If I tunnel way down to Australia
How will I ever escape?
Where there’s a mine or a hole in the ground
That’s what I’m heading for that’s where I’m bound
Look for me under the lode or inside the vein,
Where the copper, the clay, where the arsenic and tin
Run in your blood they get under your skin
I’m leaving the county behind and I’m not coming back
So follow me down Cousin Jack.
The soil was too poor to make Eden,
Granite and sea left no choice
Though visions of heaven sustained us,
When John Wesley gave us a voice
Did Joseph once come to St Michaels Mount?

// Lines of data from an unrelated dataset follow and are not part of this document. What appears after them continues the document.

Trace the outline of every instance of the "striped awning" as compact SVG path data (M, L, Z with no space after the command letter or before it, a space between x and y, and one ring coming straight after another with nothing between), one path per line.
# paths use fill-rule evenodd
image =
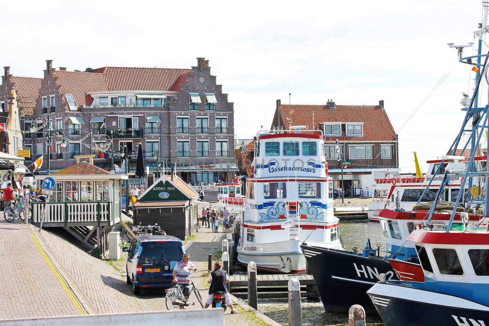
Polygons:
M188 95L190 96L191 103L202 103L202 101L200 101L200 96L199 95L199 93L189 93Z
M164 94L156 93L136 93L136 97L151 97L153 98L166 98Z
M161 122L159 117L157 115L147 115L146 122Z
M69 121L74 125L85 124L85 122L80 117L69 117Z
M92 117L90 122L105 122L105 117Z
M214 93L206 93L205 102L207 103L217 103L217 99L216 98L216 94Z

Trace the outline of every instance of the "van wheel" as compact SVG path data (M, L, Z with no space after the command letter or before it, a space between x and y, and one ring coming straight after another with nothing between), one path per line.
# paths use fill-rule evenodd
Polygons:
M136 295L141 293L141 287L134 282L133 277L133 293Z

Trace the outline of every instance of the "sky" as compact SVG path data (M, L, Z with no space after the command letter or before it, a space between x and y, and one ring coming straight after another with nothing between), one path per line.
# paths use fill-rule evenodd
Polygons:
M48 59L84 70L188 68L205 57L234 103L238 139L269 128L289 93L292 104L384 100L405 173L413 152L424 170L460 129L462 92L471 95L475 75L447 43L474 42L483 16L480 0L18 0L0 2L0 12L9 32L0 65L15 75L42 77Z

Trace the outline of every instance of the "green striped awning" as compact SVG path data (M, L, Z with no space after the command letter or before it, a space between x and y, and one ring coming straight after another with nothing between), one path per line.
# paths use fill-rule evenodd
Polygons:
M190 96L191 103L202 103L202 101L200 101L200 96L199 95L199 93L189 93L188 95Z
M147 115L146 122L161 122L159 117L157 115Z

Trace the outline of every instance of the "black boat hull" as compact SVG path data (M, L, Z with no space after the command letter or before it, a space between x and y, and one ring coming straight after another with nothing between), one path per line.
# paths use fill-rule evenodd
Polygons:
M360 304L367 314L377 314L367 291L381 273L388 280L398 279L390 264L379 258L307 245L301 248L327 311L348 312L354 304Z

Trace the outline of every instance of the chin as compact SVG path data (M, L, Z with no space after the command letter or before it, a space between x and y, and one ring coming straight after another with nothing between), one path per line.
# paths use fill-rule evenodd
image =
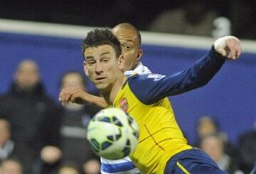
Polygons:
M106 84L97 84L95 85L97 89L100 91L105 91L107 88L107 85Z

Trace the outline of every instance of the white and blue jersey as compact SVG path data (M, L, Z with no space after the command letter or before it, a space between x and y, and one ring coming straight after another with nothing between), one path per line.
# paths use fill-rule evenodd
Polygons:
M134 73L146 75L151 73L151 72L140 62L134 70L124 72L124 75L127 77L131 76ZM101 158L100 161L102 163L100 170L102 174L141 173L129 157L119 160L107 160Z

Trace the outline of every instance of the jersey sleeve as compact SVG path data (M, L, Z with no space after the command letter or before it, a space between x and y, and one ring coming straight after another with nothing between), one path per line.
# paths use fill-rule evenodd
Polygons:
M129 78L131 90L146 104L153 104L168 96L178 94L206 85L220 70L225 58L213 46L210 52L191 67L164 76L149 74Z

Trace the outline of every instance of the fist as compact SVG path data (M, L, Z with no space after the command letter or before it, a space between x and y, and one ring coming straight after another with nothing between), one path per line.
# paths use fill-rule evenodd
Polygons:
M234 36L225 36L214 42L216 52L228 59L235 60L242 53L240 41Z

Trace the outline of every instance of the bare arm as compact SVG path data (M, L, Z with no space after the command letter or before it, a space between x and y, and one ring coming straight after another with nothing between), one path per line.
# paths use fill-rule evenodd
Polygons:
M90 94L79 87L68 87L62 89L59 95L59 101L63 104L71 102L77 104L87 102L102 108L107 106L103 97Z

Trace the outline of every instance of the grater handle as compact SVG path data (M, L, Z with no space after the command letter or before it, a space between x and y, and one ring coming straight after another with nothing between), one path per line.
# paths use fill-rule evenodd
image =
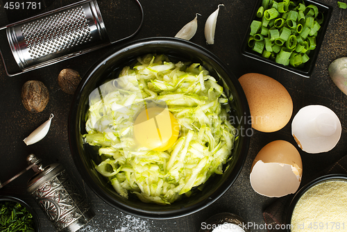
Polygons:
M0 28L7 38L6 42L0 41L6 74L15 76L134 36L144 15L139 0L135 1L140 10L139 26L131 35L115 41L110 40L96 0L83 0Z

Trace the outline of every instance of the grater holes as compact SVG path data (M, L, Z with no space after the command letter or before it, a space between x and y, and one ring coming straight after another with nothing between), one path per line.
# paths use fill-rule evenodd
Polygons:
M37 58L91 41L87 22L81 6L24 24L21 29L31 56Z

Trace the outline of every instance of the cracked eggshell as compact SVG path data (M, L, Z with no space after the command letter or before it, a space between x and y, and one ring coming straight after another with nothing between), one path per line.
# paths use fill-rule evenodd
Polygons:
M264 147L254 159L250 181L260 194L280 197L295 193L303 176L300 154L290 142L276 140Z
M329 151L341 138L341 126L337 115L324 106L307 106L291 122L291 135L303 151L310 154Z

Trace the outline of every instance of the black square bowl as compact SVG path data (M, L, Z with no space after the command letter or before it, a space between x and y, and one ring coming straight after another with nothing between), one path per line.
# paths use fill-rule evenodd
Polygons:
M318 35L316 37L316 48L314 49L314 50L310 51L310 53L308 55L310 57L310 60L304 64L305 65L303 67L294 67L290 65L280 65L276 63L275 60L264 58L262 56L262 54L254 51L248 45L248 40L249 38L249 34L251 33L251 24L254 19L261 21L261 19L257 17L256 15L258 8L262 6L262 0L257 0L257 2L254 6L254 9L252 13L252 16L251 17L251 20L249 21L248 25L247 31L246 33L244 41L242 42L242 51L241 51L242 54L243 56L251 58L262 63L271 65L273 67L276 67L276 68L282 69L289 71L290 72L294 73L296 74L300 75L301 76L310 77L313 72L314 66L316 65L316 61L317 60L318 55L319 53L319 51L321 50L321 47L323 43L323 40L324 39L324 35L326 33L328 26L330 20L331 14L332 12L332 7L319 1L303 0L303 2L305 3L305 5L306 6L310 4L313 4L317 7L319 10L319 13L321 13L323 14L323 20L322 24L321 24L321 28L318 31Z

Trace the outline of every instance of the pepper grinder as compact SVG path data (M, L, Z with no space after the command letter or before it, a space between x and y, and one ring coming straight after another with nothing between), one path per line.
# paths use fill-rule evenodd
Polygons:
M27 191L46 213L58 231L74 232L95 215L85 195L58 163L42 167L33 154L27 158L36 174L28 181Z

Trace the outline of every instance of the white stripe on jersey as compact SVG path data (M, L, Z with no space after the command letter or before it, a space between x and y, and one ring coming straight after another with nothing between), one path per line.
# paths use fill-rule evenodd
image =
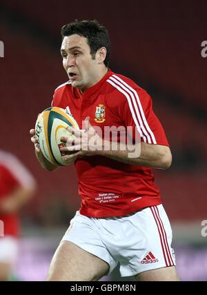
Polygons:
M129 95L128 94L128 93L126 91L124 91L122 88L121 88L118 85L117 85L114 82L112 82L110 79L110 78L109 78L108 80L106 80L106 81L108 82L110 84L111 84L112 86L114 86L115 88L117 88L119 91L120 91L120 92L123 93L123 94L124 94L126 96L126 99L127 99L128 103L128 105L129 105L129 107L130 107L130 111L131 111L131 113L132 113L132 118L133 118L134 121L135 123L135 125L137 126L137 130L139 132L141 137L144 138L144 142L146 142L146 136L144 136L143 135L142 132L141 132L141 129L139 128L139 123L137 122L137 119L136 118L136 116L135 116L135 114L133 107L132 105L131 100L130 100Z
M65 83L63 83L63 84L61 84L61 85L59 85L55 90L55 92L57 90L57 89L59 89L59 88L61 88L61 87L63 87L65 85L66 85L66 84L70 84L71 83L71 82L70 82L70 81L69 80L69 81L67 81L67 82L65 82Z
M130 94L130 96L133 101L135 109L136 110L136 114L137 115L139 119L139 123L140 124L140 127L143 132L144 133L145 136L148 139L148 143L152 143L152 141L151 141L151 139L152 139L152 143L154 144L157 144L155 135L152 131L151 130L150 126L148 125L148 123L146 119L146 116L141 106L141 103L137 91L135 89L133 89L132 87L130 87L128 84L127 84L123 79L119 78L118 76L114 74L112 75L112 77L110 77L110 79L114 79L112 77L116 79L117 83L119 83L119 81L120 81L122 88L126 90L126 91L127 91ZM119 81L117 80L119 80ZM121 85L121 84L119 84L119 85ZM135 96L137 99L137 101L135 99ZM141 116L140 116L140 113L141 113Z
M14 155L0 150L0 165L1 163L7 167L23 187L32 189L36 186L36 182L30 172Z

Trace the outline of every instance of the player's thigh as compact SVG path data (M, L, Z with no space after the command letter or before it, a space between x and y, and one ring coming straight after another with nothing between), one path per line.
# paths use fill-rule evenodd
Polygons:
M180 281L175 266L147 270L135 276L135 278L142 281Z
M48 272L48 281L98 281L109 270L108 264L70 241L58 247Z

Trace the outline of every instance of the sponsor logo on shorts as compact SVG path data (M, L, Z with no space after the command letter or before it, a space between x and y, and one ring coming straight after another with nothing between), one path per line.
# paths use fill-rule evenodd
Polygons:
M155 257L152 252L149 252L144 259L141 261L141 264L155 263L159 260Z

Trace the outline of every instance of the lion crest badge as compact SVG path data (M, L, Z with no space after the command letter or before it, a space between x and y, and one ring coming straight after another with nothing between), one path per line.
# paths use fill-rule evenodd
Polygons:
M105 106L102 103L100 103L96 109L95 121L97 123L103 123L105 121Z

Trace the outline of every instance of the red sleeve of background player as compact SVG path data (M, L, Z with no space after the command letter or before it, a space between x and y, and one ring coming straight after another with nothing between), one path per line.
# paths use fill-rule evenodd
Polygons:
M126 126L136 128L141 141L169 146L164 128L152 110L150 95L141 88L130 88L122 109Z
M19 182L13 174L6 166L1 165L1 172L4 185L10 188L12 191L14 187L20 185Z

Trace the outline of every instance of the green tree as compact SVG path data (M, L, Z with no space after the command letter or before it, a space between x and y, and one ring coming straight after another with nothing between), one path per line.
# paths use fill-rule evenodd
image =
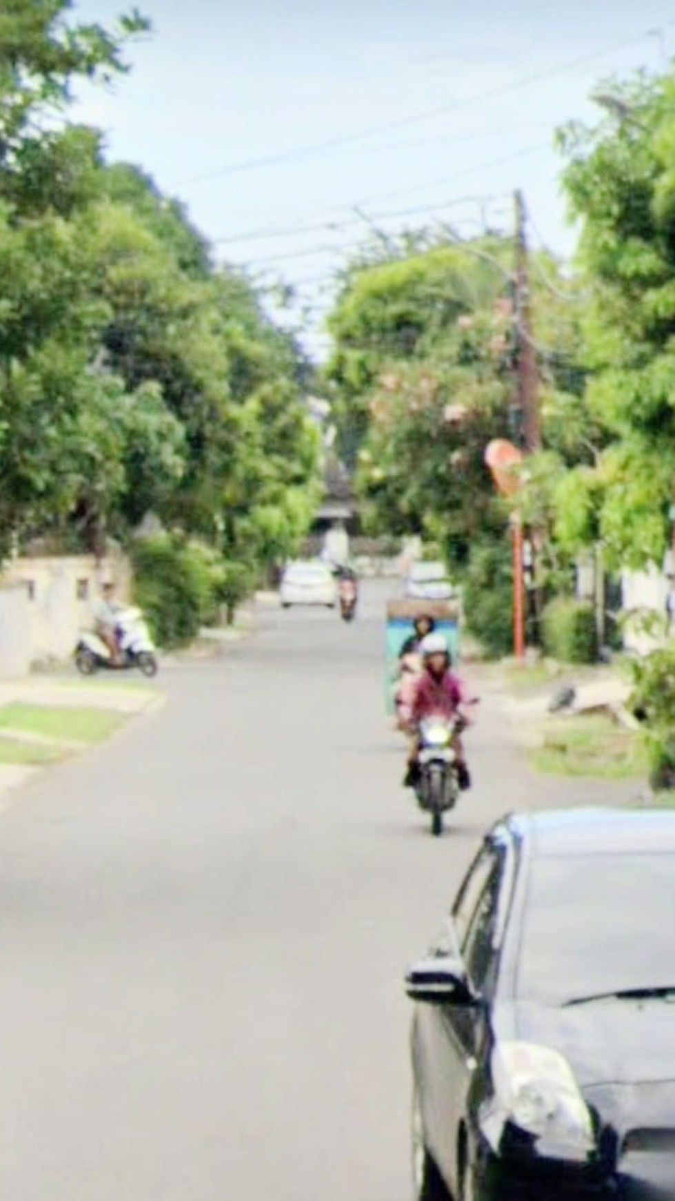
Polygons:
M611 95L595 127L560 135L603 444L562 484L559 525L572 542L598 537L610 563L644 566L663 555L675 494L675 77L639 76Z

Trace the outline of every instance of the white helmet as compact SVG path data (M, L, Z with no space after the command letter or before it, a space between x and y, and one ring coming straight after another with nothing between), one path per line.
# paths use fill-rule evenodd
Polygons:
M430 658L432 655L450 655L447 649L447 643L442 634L427 634L420 644L420 653L424 658Z

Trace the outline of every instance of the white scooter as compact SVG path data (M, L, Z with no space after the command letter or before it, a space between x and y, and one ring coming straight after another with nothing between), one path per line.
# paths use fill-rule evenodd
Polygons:
M76 667L82 675L94 675L101 668L113 671L122 668L139 668L145 676L157 674L157 655L147 622L140 609L120 609L117 617L117 639L120 647L119 662L113 656L103 639L94 631L80 634L76 646Z

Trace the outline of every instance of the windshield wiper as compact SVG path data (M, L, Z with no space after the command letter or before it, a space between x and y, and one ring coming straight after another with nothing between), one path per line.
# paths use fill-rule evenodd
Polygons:
M610 992L595 992L587 997L573 997L562 1005L568 1009L571 1005L590 1005L593 1000L658 1000L675 997L675 985L661 985L657 988L613 988Z

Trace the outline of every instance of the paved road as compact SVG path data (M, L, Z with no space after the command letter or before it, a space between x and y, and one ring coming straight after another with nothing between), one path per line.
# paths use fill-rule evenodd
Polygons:
M487 698L440 842L361 619L265 611L0 815L0 1196L404 1201L406 961L531 796Z

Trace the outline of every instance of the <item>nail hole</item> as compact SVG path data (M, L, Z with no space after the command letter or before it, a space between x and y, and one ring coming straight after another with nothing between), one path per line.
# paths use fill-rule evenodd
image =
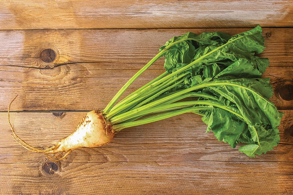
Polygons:
M283 100L289 101L293 99L293 85L287 84L284 85L279 91L280 96Z
M53 112L52 113L53 115L57 117L60 117L63 114L63 112Z
M43 165L43 171L47 174L52 175L58 170L58 165L53 162L48 162Z
M290 135L290 136L293 137L293 125L291 125L291 126L289 127L289 129L288 130L288 132L289 133L289 134Z
M55 52L51 49L46 49L41 52L41 59L45 62L52 62L55 59L56 57Z

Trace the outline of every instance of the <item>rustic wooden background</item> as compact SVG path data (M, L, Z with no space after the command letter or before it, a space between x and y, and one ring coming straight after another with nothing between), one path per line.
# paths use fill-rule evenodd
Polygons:
M1 1L0 194L293 194L292 7L291 0ZM56 163L12 138L7 112L16 94L17 133L36 146L51 146L87 111L104 108L173 36L234 34L257 24L266 47L261 56L270 63L263 76L285 113L280 143L267 154L240 153L205 133L191 114L124 130L105 146ZM163 63L127 93L163 72Z

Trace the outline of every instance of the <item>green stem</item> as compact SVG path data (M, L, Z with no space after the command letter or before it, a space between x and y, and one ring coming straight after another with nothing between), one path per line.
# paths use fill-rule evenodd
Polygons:
M217 107L226 110L236 115L242 120L244 119L241 114L233 111L231 110L225 106L221 105L217 102L211 102L206 100L195 100L194 101L188 101L173 103L168 104L163 104L158 106L153 107L151 108L141 110L139 108L123 114L123 115L119 115L111 119L111 122L112 124L123 122L125 120L128 120L133 118L137 118L138 116L140 117L153 114L154 112L162 112L164 111L166 109L168 109L172 108L180 107L181 106L194 106L196 105L203 105L208 106L212 106Z
M142 90L146 88L149 85L155 82L156 82L157 81L163 78L168 75L168 72L166 71L159 76L156 77L155 79L152 80L151 81L150 81L142 87L140 87L140 88L139 88L138 89L136 90L133 92L132 92L132 93L128 95L127 96L124 98L123 99L119 102L117 103L116 105L113 106L111 109L111 110L114 110L117 108L119 107L121 105L130 102L131 101L132 99L133 99L134 96L136 97L137 96L137 95L139 94L140 93L139 92L141 91Z
M113 129L116 132L120 130L131 127L144 125L152 122L168 118L188 112L194 112L199 110L210 110L212 108L204 106L192 107L183 108L178 110L164 113L145 118L139 120L129 122L113 126Z
M103 112L104 113L108 113L110 110L112 108L113 106L117 101L119 98L122 95L124 92L129 87L130 84L139 76L143 72L147 69L151 65L155 62L161 57L163 56L163 54L166 53L168 49L169 49L172 46L178 43L185 41L188 40L192 40L194 41L198 41L199 39L195 39L191 38L186 38L183 39L182 39L178 40L174 42L173 43L170 44L166 46L165 48L162 50L161 51L159 52L154 57L153 59L151 60L146 64L137 73L132 77L130 78L124 86L120 89L118 91L116 94L114 96L113 98L110 101L109 103L107 105L105 109L103 110Z

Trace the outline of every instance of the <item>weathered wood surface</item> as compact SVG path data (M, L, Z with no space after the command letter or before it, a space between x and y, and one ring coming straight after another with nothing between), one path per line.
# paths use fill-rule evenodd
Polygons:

Two thousand years pass in a dream
When you’re working your way in the darkness,
Deep in the heart of the seam.
Where there’s a mine or a hole in the ground
That’s what I’m heading for that’s where I’m bound
So look for me under the lode or inside the vein,
Where the copper, the clay, where the arsenic and tin
Run in your blood they get under your skin
I’m leaving the county behind and I’m not coming back
So follow me down Cousin Jack.
I dream of a bridge cross the Tamar
It opens us up to the East
In my dreams I see English living in our houses
I see Spanish fishing in our seas
Where there’s a mine or a hole in the ground
That’s what I’m heading for that’s where I’m bound
So look for me under the lode or inside the vein,
Where the copper, the clay, where arsenic and tin
Run in your blood and under your skin
I’m leaving the county behind and I’m not coming back
So follow me down Cousin Jack.
The Cornish were deep level experts, hence in demand all over. My father-in-law’s family moved from Cornwall to work seams that ran under the sea near Newcastle. There’s a wonderful collection of letters sent from all over the world with donations for the miners’ chapel in Truro cathedral. Royal Cornish Institute has them, I think. https://www.royalcornwallmuseum.org.uk/our-collection/courtney-library
What a fascinating piece, Ann! You have skilfully woven in what you’ve learned about Kenneth and his family in Chile with memories of your own passion for horses. The details about Kenneth’s riding experiences are great. So evocative, as John wrote. And the photo of Kitty and her stout little groom looking so patiently out at us took me a long way from my COVID bound world in 2021. Even your own childhood though really not so far away seems like another world. Clever transition to the car at the end – with sunshine outside my window today and the sound of birdsong asa background, it was good to read those words from Wind in the Willows always so redolent of spring. Made me want to reread it. 😊
Thank you Monique. The stout little groom was probably older than he looks to our modern eyes but still child labour. There is another picture of him on Poroto which reminded me of Thelwell’s cartoons of children on horseback, his little legs barely reaching the stirrups which are large wooden bell-like contraptions…as you can see in the picture above.
What a splendidly evocative piece! I especially enjoyed the conceit about company horses versus company cars. But the post draws out so well a sense of place and time. So far away and so long ago but all brought alive for a contemporary reader. Thank you.
Yes…conceit is an interesting word…perhaps a horse wasn’t seen as a status symbol, in the same way as the Ford Cortina was to Essex man. But with running costs and maintenance thrown in, then as now, it would be the equivalent of a sizeable chunk of salary – so for a young person – very handy.